TGraphAsymmErrors can not convert argument in with pyROOT

I am trying to declare a TGraphAsymmErrors object in pyROOT, but it always errors out with claiming none of the 9 overloaded methods succeeded:

  TGraphAsymmErrors::TGraphAsymmErrors(int n, const float* x, const float* y, const float* exl = 0, const float* exh = 0, const float* eyl = 0, const float* eyh = 0) =>
    could not convert argument 2

I have tried two ways, using variables with and without explicit float typing, and hard coding numbers, and they fail equally. I believe it has to do with the requirement that they be const, but there is no const in python. Both of these fail (all the hard coded numbers are the results of printing the variables in the line following):

            dataGraph = TGraphAsymmErrors(4, 0.0, 235.0, 0.0, 0.0, 15.2375698701, 16.2626895151)
            dataGraph = TGraphAsymmErrors(len(x_val), float(x_val[0]), float(y_val[0]), float(x_errL[0]), float(x_errU[0]), float(y_errL[0]), float(y_errU[0]))

I tried with both ROOT 6.04 and ROOT 6.10 and got the same result. Does anyone know how to fix this? Thanks!

In:

TGraphAsymmErrors::TGraphAsymmErrors(int n, const float* x, const float* y, const float* exl = 0, const float* exh = 0, const float* eyl = 0, const float* eyh = 0)

x, y, exl etc … are arrays of dimension n

Hi – thanks for that. I tried removing the [0] and float conversion to allow it access to the whole array and it gave the same error:

            print x_val  # [0.0, 1.0, 2.0, 3.0]
            print y_val  # [235.0, 194.0, 278.0, 359.0]
            print x_errL  # [0.0, 0.0, 0.0, 0.0]
            print x_errU  # [0.0, 0.0, 0.0, 0.0]
            print y_errL  # [15.237569870143432, 13.842917704782423, 16.574623793312526, 18.83718622844708]
            print y_errU  # [16.262689515120286, 14.871310458808097, 17.597122197558406, 19.856096108577674]
            dataGraph = TGraphAsymmErrors(len(x_val), x_val, y_val, x_errL, x_errU, y_errL, y_errU)
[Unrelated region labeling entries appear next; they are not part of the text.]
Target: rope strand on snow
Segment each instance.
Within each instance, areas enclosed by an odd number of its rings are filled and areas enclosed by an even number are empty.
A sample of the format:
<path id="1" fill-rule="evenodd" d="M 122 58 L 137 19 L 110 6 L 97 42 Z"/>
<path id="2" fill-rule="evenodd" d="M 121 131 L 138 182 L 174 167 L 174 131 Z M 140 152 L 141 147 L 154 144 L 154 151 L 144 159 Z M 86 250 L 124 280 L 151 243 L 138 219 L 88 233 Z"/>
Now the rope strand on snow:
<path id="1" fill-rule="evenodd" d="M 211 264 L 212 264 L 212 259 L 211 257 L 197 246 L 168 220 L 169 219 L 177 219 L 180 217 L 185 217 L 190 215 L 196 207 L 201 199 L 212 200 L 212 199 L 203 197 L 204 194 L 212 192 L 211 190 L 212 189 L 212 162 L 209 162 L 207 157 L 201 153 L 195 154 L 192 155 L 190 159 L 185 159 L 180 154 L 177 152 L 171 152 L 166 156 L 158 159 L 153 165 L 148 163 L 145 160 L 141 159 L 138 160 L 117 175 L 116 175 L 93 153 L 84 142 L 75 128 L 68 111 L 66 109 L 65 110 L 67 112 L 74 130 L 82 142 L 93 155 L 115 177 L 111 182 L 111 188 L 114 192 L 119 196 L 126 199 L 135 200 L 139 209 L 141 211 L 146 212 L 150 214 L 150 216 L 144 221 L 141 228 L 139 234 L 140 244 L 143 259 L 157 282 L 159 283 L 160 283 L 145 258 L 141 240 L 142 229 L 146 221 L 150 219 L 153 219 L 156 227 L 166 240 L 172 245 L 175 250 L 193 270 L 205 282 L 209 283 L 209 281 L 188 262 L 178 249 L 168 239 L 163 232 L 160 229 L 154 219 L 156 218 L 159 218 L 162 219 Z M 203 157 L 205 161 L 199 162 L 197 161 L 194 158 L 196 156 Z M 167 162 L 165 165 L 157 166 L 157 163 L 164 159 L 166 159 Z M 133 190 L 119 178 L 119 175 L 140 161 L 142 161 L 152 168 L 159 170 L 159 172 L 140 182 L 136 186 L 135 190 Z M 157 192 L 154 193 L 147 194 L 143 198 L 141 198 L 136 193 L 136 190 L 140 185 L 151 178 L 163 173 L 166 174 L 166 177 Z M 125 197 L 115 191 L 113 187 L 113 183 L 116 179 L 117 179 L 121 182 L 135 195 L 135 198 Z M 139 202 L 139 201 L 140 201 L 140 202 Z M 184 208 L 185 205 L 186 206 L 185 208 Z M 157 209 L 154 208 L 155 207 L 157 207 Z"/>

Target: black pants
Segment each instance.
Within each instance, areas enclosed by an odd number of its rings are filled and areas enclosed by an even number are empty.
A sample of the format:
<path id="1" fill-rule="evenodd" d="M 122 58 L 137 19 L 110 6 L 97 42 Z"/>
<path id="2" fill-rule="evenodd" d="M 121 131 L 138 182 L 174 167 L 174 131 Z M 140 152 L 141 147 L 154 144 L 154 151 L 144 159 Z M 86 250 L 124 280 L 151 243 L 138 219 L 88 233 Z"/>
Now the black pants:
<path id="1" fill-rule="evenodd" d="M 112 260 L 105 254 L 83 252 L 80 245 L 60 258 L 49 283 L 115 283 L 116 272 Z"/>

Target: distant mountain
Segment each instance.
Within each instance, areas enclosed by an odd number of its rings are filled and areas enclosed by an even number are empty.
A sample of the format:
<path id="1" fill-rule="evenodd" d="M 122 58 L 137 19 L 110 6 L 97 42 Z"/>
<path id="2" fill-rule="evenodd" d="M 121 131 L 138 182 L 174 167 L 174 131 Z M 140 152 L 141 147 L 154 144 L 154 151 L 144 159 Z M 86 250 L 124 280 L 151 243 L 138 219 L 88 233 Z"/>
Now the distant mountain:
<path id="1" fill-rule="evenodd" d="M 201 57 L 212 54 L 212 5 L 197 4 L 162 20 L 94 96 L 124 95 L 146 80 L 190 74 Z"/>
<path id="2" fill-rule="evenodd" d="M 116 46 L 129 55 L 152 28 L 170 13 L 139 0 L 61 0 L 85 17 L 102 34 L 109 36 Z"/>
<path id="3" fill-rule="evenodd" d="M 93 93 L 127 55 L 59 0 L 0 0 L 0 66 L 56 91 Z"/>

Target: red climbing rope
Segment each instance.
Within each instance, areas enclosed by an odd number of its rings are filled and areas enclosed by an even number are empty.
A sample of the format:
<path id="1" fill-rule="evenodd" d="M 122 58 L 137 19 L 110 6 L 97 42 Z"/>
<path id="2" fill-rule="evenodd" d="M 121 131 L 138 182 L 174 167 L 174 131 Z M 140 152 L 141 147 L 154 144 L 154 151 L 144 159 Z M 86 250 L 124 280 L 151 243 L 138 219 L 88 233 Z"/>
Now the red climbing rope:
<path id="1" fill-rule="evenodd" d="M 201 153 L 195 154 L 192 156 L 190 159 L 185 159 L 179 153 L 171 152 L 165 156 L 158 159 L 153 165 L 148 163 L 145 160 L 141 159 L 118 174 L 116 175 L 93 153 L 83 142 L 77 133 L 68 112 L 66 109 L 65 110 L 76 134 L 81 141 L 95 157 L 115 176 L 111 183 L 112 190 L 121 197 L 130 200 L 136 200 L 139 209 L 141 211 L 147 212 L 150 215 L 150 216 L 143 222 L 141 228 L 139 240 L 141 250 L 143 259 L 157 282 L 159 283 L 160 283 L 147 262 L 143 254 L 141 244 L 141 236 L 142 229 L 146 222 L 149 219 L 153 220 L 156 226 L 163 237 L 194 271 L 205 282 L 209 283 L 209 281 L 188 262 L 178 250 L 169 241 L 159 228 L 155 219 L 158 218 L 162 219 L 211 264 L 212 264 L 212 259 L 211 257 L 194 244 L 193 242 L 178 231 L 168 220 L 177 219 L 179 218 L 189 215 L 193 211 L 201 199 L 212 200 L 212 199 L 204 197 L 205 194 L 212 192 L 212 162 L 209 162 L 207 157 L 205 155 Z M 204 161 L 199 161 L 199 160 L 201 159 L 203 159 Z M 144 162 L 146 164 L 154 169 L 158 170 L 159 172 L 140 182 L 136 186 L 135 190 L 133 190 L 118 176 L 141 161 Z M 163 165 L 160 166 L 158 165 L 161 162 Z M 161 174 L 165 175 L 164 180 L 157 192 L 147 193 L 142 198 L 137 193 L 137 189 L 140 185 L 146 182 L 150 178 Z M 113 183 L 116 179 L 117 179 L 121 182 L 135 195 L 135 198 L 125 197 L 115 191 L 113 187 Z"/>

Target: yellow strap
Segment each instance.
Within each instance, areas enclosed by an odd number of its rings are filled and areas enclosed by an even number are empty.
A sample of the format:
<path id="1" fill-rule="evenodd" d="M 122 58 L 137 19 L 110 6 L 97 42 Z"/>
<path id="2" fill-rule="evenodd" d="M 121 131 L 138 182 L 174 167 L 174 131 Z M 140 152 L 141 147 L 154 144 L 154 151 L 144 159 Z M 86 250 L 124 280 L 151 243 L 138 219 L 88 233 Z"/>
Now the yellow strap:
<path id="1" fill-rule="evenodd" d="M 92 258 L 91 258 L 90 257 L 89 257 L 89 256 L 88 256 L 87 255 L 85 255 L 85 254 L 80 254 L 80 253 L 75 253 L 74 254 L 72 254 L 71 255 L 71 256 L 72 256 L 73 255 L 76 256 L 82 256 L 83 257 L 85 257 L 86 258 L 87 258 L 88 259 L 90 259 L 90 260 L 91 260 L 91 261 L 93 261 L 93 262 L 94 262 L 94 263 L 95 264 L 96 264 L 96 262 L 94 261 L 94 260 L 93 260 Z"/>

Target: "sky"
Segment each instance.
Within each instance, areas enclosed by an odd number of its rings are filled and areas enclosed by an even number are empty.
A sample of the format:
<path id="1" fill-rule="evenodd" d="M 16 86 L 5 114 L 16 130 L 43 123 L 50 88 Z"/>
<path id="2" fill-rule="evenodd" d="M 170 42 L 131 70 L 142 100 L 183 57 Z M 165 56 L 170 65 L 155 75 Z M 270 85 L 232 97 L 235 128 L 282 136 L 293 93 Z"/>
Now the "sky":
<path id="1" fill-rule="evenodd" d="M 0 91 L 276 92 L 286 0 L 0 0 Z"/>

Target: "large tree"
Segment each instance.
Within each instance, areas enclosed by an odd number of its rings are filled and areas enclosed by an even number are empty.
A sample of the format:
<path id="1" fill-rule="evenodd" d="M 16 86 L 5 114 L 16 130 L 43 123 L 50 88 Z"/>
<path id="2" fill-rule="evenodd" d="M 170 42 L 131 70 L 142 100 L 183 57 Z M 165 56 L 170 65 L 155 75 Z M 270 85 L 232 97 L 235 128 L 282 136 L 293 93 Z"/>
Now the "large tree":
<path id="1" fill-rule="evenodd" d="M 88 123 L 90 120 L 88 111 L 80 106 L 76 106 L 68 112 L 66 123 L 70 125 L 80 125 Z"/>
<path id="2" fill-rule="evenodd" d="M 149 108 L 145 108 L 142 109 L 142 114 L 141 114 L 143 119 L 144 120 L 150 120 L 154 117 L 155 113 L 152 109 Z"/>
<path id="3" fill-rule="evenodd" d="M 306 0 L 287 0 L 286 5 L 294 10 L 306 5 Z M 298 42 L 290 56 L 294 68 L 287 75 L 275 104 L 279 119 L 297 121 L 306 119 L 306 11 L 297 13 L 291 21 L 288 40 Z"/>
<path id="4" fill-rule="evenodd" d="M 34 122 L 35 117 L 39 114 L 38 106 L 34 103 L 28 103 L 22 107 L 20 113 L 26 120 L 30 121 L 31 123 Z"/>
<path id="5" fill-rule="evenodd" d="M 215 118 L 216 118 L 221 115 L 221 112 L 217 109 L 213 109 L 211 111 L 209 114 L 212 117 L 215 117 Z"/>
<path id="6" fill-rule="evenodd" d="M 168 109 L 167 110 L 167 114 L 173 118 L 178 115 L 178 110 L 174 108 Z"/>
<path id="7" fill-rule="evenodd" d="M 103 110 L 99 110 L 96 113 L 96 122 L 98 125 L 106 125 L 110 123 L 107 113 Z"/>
  TGraphAsymmErrors::TGraphAsymmErrors(int n, const float* x, const float* y, const float* exl = 0, const float* exh = 0, const float* eyl = 0, const float* eyh = 0) =>
    could not convert argument 2
  TGraphAsymmErrors::TGraphAsymmErrors(int n, const double* x, const double* y, const double* exl = 0, const double* exh = 0, const double* eyl = 0, const double* eyh = 0) =>
    could not convert argument 2

This may have to do with the type of the variables. @adsherman can you post a (non)working example?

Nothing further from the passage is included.